Illusion anthromorphique
Lorsque les associations de protection des animaux évoquent la shehita, elles l’associent systématiquement à la souffrance des animaux. Pourtant, s’il y a bien une religion qui envisage explicitement l’obligation de ne pas maltraiter les animaux, c’est bien le judaïsme. En revanche, il veille à ne pas entretenir l’illusion anthropomorphique : les normes en vigueur entre les êtres humains ne s’appliquent pas aux animaux. « Projeter la compréhension humaine de la mort et de la souffrance sur le monde animal pose problème », rappelle David Meyer. Et d’ajouter une précision importante : « L’étourdissement est systématiquement présenté comme un procédé n’infligeant aucune souffrance à l’animal. Les défenseurs des animaux entretiennent ainsi l’illusion qu’on peut tuer un animal sans le faire souffrir. Dans le judaïsme, ce n’est pas le cas. Il est question de minimiser la souffrance de l’animal sans jamais perdre de vue qu’on l’abat et qu’on lui inflige une souffrance, quelle que soit la méthode d’abattage ».
Les Juifs pratiquants se sentent aujourd’hui isolés et incompris, d’autant plus qu’ils s’efforcent de maintenir le dialogue avec le monde politique pour expliquer que les méthodes d’abattage religieux ne sont pas plus cruelles que celles de l’abattage conventionnel. Ce dialogue devient hélas plus difficile à maintenir en raison de la démagogie de l’extrême droite et des mouvements populistes : ces derniers veulent à tout prix interdire l’abattage religieux qu’ils jugent cruel, mais ils sont les premiers à défendre et à promouvoir la chasse et des pratiques aussi barbares que la corrida.
Jean-Marie Dedecker et la shehita
En Belgique, la loi du 14 août 1986 relative à la protection des animaux prévoit que l’abattage ne peut se pratiquer qu’après étourdissement de l’animal.
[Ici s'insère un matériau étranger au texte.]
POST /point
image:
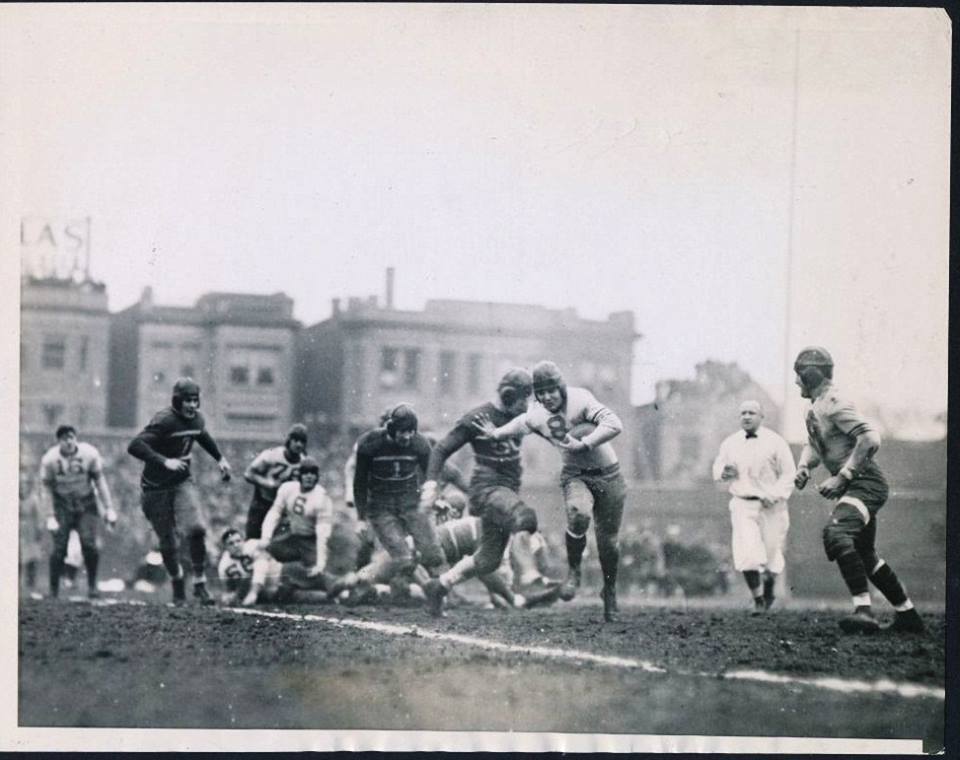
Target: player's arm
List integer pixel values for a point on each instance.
(323, 528)
(451, 443)
(105, 499)
(517, 426)
(210, 446)
(272, 520)
(256, 473)
(786, 471)
(361, 475)
(609, 425)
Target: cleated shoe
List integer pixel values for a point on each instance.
(908, 621)
(569, 588)
(609, 596)
(179, 591)
(435, 593)
(861, 621)
(201, 594)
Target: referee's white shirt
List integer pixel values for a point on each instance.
(764, 465)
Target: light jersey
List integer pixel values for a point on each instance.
(765, 467)
(273, 463)
(581, 406)
(71, 476)
(306, 513)
(833, 425)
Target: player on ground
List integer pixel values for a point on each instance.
(758, 465)
(309, 511)
(386, 490)
(845, 443)
(169, 496)
(270, 469)
(590, 478)
(72, 474)
(494, 485)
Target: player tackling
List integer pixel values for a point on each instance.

A ce principe, le législateur accorde une dérogation à l’exigence d’étourdissement aux rites israélite et islamique, pour autant que l’abattage soit effectué dans un abattoir public et dans le respect des prescriptions en la matière. En 2006, le remuant sénateur populiste Jean-Marie Dedecker a déposé une proposition visant à interdire l’abattage religieux sans étourdissement. Les sénateurs ont décidé de soumettre cette proposition de loi au Conseil d’Etat. Dans son avis, cette juridiction juge que la suppression de la dérogation à l’exigence d’étourdissement accordée aux rites juif et islamique porte une atteinte disproportionnée à la liberté religieuse consacrée par la Convention européenne des droits de l’homme. Les sénateurs ont suivi l’avis du Conseil d’Etat, et la proposition de loi de Jean-Marie Dedecker n’a pas été adoptée. La tempête est passée, mais le monde juif n’ignore pas que le dossier n’est pas clos. « Il est vrai que les partis démocratiques n’ont pas voulu suivre Jean-Marie Dedecker en 2006 », reconnaît un rabbin bruxellois, « mais nous savons aussi que ces mêmes partis démocratiques ne souhaitent pas entrer en conflit avec les associations de protection des animaux ni avec celles de défense des consommateurs. Comme la Belgique est prête à supprimer la dérogation à l’étourdissement, la question va à nouveau être posée, et nous pouvons craindre que le vote du Parlement néerlandais influence les responsables politiques belges ».